Ella volvió a reír, pero se detuvo en cuanto me vio dirigirme a la silla que tenía al lado y apartarla de la mesa para que se sentara.

-Gracias… -dijo mientras se sentaba y me obsequiaba con otro tipo de miradas que se le daban también de miedo, las que lanzaba hacia atrás, de soslayo, llegando el gris de las olas de su iris hasta la orilla perfectamente perfilada de unas pestañas erguidas como las propias espinas de la rosa, aunque no tan llamativas como a otras mujeres les gustaba llevarlas. Tampoco es que le hiciera ninguna falta.


Me dirigí a la cocina, con aires de gran chef mientras rezaba por no haber fallado con la elaboración de aquellos filetes. Por suerte no lo hice, estaban sabrosísimos y tiernos.

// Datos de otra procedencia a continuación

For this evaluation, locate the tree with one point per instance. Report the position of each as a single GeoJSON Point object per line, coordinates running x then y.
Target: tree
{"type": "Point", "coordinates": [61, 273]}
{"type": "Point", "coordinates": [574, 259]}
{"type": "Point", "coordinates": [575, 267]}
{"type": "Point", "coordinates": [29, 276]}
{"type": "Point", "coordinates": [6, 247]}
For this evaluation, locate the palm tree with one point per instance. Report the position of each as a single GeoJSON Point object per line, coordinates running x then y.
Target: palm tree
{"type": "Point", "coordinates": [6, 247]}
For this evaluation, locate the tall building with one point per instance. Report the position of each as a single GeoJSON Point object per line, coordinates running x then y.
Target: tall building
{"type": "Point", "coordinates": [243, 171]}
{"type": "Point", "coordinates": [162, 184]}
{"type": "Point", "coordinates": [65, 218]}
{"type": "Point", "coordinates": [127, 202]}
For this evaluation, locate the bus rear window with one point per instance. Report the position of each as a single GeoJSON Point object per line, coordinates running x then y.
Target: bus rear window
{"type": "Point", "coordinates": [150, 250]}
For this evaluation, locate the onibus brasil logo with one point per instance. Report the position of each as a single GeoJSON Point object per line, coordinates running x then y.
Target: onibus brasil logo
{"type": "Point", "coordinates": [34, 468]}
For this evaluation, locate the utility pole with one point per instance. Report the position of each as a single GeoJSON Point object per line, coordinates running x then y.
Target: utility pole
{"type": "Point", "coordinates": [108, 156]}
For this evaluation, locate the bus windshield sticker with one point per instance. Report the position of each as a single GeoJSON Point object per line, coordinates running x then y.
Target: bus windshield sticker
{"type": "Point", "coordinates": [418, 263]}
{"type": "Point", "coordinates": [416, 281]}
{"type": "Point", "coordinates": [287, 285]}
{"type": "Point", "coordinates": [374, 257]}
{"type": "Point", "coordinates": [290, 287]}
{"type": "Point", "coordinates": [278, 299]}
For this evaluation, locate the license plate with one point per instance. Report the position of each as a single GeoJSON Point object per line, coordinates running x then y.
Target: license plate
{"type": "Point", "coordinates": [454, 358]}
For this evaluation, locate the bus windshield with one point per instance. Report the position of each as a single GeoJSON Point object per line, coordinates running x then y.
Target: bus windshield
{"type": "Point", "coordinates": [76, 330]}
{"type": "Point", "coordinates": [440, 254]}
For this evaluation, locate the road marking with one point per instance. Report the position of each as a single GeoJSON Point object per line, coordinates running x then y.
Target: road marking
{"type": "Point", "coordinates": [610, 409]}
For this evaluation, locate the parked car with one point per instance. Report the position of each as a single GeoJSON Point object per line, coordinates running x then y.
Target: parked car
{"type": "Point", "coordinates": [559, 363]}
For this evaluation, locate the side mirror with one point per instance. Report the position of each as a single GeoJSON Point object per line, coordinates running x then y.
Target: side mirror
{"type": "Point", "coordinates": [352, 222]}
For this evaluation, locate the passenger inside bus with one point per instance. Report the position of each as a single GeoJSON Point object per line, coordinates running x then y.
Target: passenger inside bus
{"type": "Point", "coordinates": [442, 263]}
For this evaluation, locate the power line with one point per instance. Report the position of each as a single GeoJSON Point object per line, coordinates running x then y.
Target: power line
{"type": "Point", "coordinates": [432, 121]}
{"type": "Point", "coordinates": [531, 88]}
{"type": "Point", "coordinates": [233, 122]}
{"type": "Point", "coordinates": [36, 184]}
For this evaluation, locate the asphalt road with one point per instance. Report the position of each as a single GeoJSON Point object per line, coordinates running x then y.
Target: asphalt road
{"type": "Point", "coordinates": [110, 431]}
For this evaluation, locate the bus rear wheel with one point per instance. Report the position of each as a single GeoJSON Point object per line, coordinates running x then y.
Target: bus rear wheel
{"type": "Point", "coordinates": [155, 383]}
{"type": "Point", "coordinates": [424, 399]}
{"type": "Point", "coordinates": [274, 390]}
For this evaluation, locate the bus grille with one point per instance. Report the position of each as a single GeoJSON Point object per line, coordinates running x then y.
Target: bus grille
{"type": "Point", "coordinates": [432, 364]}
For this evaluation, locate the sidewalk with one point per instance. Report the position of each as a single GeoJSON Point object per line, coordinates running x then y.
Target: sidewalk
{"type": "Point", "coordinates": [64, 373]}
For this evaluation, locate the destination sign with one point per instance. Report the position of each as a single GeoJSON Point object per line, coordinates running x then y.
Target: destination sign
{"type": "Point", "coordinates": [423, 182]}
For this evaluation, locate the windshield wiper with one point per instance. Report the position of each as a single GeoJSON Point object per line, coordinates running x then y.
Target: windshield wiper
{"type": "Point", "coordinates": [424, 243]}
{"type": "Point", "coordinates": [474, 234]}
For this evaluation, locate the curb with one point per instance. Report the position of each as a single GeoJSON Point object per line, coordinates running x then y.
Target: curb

La cena transcurrió entre socialmente correctos elogios a la comida, falsa modestia (también muy correcta socialmente), risas, miradas (algunas de ellas correctas socialmente y otras a las que no les importaba un carajo lo correctamente social o socialmente correcto e iban directamente a calentar el ambiente), y conversaciones más o menos banales, poniéndonos al día de lo que habían sido nuestros últimos tres meses, sin entrar en muchos detalles.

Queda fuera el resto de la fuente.